Have you tried the one in libm it should be highly optimized.
The first thing that occurs to me is memoization ( on-the-fly caching of function calls ), but both sqr and dist2 it would seem like they are too low level for the overhead associated with memoization to be made up for in savings due to memoization. However at a higher level, you may find it may work well for you.
I think a more detailed analysis of you data is called for. Saying that most of the time in the program is spent executing MOV and JUMp commands may be accurate, but it's not going to help yhou optimise much. The information is too low level. For example, if you know that integer arguments are good enough for dist2, and the values are between 0 and 9, then a pre-cached tabled would be 1000 elements--not to big. You can always use code to generate it.
Have you unrolled loops? Broken down matrix opration? Looked for places where you can get by with table lookup instead of actual calculation.
Most drastic would be to adopt the techniques described in:
http://citeseerx.ist.psu.edu/viewdoc/download?doi=10.1.1.115.8660&rep=rep1&type=pdf
though it is admittedly a hard read and you should get some help from someone who knows Common Lisp if you don't.
I'm curious why you made this a template when you said the computation is done using doubles?
Why not write a standard method, function, or just 'x * x' ?

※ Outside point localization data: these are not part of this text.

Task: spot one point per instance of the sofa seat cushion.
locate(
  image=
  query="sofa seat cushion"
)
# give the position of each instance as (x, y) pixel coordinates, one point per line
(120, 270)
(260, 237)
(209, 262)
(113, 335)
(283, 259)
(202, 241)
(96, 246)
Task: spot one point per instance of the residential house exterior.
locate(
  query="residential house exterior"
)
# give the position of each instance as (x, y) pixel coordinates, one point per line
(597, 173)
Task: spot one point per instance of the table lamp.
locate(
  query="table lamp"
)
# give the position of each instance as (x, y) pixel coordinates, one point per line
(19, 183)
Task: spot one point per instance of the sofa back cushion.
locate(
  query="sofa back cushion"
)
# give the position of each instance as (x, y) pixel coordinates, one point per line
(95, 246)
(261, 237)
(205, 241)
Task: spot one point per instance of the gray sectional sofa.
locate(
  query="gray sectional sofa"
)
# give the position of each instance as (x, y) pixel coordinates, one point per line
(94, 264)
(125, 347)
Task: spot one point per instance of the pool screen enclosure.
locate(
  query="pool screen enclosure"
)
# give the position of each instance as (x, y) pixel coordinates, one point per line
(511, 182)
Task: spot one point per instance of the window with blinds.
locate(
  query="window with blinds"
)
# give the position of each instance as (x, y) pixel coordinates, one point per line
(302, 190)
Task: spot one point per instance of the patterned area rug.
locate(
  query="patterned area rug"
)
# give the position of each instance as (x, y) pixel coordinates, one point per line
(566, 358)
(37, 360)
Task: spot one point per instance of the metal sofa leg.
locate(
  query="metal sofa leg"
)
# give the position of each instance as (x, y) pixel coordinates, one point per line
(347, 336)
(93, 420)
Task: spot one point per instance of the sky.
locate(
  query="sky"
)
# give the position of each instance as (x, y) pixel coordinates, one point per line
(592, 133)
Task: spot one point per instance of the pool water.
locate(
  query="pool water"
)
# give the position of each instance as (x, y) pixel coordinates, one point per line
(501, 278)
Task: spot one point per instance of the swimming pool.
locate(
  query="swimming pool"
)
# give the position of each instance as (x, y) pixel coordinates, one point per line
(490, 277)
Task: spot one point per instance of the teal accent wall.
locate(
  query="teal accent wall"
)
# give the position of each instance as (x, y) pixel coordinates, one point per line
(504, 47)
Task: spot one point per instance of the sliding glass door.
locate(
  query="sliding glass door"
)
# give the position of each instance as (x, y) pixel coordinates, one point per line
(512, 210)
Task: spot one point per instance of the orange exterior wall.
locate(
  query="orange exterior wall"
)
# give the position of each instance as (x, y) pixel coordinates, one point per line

If your inputs can be predictably constrained and you really need speed create an array that contains all the outputs your function can produce. Use the input as the index into the array (A sparse hash). A function evaluation then becomes a comparison (to test for array bounds), an addition, and a memory reference. It won't get a lot faster than that.
See the SUBPD, MULPD and DPPD instructions. (DPPD required SSE4)
Depends on your code, but in some cases a stucture-of-arrays layout might be more friendly to vectorization than an array-of-structures layout.